Les scientifiques ont pu enregistrer en 3D ce qui était auparavant caché grâce aux balises CATS qui ont été utilisées pour la première fois pour suivre en détail les mouvements de chasse, l'activité acoustique et la dynamique entre les espèces, permettant de reconstruire des scènes sous-marines avec une précision jamais vue auparavant. Paolo Domenici, chercheur à l'Institut de biophysique de Pise, en Italie, estime que ces résultats ajoutent une pièce clé à un puzzle peu exploré. « Ces travaux, ainsi que des recherches antérieures, suggèrent que les interactions intraspécifiques non agressives pourraient être plus fréquentes qu’on ne le pensait auparavant », explique cet expert qui n’a pas participé à l’analyse.
Ce n'est pas la seule indication car une autre étude publiée par le magazine et réalisée dans la même zone identifie également des interactions interspécifiques entre petits cétacés comme les marsouins de Dall et les épaulards résidents du nord. L'équipe Fortune, également composée d'experts de l'Université de Colombie-Britannique (Canada) et de l'Institut Leibniz (Allemagne), se montre prudente. Ils préfèrent parler de « collaboration opportuniste » ou de « partenariat fonctionnel », termes qui reflètent une relation avantageuse sans présumer d’intentions complexes. Un aspect sur lequel Domenici est d’accord : « Des études supplémentaires seront nécessaires pour quantifier l’impact de la coopération sur l’effort et le succès de la recherche de nourriture. »
Celui de la collaboration
Les résultats excluent des explications telles que le kleptoparasitisme, qui se produit lorsqu’une espèce vole de la nourriture à une autre. Les scientifiques suggèrent plutôt que les orques fournissent la force et la technique nécessaires pour traiter de grosses proies, tandis que les dauphins élargissent la portée de la recherche grâce à leur écholocation. Ce sont des sons qui voyagent par vagues, cruciaux pour communiquer et s’orienter dans des eaux où la lumière n’atteint pas.

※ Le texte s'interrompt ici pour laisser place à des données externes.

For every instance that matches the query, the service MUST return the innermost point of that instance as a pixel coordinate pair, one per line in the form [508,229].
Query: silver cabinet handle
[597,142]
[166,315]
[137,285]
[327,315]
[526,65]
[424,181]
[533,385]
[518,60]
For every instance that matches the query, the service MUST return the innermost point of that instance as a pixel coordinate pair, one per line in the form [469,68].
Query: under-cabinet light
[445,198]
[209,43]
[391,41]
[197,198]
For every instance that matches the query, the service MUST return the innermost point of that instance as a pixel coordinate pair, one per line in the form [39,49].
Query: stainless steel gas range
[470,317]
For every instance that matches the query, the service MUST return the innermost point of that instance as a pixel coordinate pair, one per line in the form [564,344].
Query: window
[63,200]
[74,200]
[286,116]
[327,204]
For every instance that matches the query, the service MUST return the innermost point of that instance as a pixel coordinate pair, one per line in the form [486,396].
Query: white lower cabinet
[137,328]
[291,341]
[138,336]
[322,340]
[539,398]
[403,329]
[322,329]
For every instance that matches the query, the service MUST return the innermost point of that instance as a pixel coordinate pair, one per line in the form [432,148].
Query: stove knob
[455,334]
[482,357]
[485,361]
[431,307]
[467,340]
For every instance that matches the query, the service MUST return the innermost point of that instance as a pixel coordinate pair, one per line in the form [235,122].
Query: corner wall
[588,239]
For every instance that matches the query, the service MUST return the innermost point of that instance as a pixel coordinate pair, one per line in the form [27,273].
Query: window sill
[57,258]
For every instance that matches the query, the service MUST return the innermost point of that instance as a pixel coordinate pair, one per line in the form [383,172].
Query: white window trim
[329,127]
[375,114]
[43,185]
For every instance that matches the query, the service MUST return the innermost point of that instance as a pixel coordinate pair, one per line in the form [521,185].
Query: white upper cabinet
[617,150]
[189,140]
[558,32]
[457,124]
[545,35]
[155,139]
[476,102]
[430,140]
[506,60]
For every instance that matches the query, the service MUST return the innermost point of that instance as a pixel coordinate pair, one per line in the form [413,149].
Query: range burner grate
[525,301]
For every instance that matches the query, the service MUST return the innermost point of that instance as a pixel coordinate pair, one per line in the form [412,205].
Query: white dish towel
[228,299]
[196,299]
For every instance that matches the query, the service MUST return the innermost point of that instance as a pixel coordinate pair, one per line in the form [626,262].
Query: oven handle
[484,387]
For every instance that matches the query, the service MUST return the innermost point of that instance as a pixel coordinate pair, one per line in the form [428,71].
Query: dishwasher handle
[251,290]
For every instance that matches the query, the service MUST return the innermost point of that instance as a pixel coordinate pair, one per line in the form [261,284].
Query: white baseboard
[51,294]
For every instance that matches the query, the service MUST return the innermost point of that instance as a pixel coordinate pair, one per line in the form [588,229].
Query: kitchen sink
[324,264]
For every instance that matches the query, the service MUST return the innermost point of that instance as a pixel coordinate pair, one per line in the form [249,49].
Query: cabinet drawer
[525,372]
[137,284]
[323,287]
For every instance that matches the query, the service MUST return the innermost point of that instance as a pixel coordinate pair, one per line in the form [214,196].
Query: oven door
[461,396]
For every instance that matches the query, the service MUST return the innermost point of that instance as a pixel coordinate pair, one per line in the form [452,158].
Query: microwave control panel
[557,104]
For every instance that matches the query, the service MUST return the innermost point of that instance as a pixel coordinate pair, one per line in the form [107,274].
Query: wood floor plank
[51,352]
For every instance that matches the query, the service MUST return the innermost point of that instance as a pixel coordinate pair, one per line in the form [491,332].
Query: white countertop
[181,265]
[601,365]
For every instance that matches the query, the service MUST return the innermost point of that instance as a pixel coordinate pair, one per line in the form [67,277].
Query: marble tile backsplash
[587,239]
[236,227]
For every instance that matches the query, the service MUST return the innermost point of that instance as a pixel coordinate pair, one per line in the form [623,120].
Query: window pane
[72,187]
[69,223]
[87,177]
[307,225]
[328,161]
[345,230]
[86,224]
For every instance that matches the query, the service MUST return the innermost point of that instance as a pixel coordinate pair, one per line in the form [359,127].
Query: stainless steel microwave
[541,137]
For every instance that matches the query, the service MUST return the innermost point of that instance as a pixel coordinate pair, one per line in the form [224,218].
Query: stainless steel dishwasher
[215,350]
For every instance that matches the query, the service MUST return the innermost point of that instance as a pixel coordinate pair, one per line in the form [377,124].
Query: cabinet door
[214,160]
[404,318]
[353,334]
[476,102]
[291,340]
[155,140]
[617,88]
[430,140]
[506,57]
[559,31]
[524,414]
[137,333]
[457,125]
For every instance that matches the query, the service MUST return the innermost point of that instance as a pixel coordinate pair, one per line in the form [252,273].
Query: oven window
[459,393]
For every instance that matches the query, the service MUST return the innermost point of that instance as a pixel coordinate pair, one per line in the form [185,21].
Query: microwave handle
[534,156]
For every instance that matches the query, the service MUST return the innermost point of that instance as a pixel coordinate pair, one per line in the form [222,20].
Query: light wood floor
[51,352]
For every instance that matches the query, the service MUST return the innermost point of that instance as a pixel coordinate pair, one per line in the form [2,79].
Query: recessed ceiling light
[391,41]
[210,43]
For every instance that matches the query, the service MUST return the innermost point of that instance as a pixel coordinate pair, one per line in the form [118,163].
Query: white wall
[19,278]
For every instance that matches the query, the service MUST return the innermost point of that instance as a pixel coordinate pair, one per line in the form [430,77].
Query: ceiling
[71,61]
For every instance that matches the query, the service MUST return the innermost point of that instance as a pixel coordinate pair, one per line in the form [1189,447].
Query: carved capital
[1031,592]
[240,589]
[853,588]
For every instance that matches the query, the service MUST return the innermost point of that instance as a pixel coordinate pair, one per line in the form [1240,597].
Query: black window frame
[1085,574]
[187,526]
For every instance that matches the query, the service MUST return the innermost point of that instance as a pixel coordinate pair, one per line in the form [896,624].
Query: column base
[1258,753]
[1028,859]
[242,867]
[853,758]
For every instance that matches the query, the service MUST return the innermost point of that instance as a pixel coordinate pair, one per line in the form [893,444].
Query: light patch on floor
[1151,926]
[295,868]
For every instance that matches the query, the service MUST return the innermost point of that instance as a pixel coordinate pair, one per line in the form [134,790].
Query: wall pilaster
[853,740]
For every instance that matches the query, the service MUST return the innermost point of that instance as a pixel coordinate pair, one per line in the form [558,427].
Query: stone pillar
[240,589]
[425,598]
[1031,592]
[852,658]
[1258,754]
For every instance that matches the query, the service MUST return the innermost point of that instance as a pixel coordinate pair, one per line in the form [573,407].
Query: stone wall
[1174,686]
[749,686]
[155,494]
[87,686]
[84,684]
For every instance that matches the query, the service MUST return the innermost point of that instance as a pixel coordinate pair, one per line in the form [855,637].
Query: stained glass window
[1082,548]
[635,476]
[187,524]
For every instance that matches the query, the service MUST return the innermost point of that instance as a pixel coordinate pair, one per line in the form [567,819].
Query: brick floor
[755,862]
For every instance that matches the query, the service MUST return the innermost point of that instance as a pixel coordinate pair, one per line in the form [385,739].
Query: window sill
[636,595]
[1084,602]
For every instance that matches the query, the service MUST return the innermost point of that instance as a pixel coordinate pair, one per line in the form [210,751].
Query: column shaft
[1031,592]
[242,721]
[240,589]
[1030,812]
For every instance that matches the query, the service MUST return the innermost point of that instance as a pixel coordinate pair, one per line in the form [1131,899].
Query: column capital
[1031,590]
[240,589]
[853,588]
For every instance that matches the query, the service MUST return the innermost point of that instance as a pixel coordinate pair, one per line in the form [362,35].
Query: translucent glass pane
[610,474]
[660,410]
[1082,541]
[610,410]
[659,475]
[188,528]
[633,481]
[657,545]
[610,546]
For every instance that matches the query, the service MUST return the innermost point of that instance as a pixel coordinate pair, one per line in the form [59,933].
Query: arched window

« Dans ce cas, ils sont étonnamment coordonnés. Les deux en bénéficient », complète Bruno Díaz, docteur en écologie et fondateur du Bottlenose Dolphin Research Institute, qui n'a pas participé aux découvertes. Lors des explorations, les orques s'orientaient en effet vers les dauphins, les suivant dans les profondeurs comme si elles lisaient leurs signaux acoustiques pour localiser leurs proies. En se déplaçant ainsi, ils ont économisé de l'énergie et ont transformé les dauphins en guides pour augmenter leurs chances de trouver de gros saumons chinook à de plus grandes profondeurs.
Dans cette alliance, les dauphins ont gagné bien plus que de la nourriture. Une sorte de protection silencieuse, selon l'étude, contre les prédateurs et la possibilité de fouiller dans les restes de l'un des poissons les plus convoités de l'océan. Les interactions coordonnées et opportunistes révèlent que la coopération entre espèces marines peut être plus complexe et stratégique qu’on ne le pensait auparavant, et ouvrent la porte à de nouvelles recherches sur la manière dont ces alliances se forment et se maintiennent dans les profondeurs du Pacifique.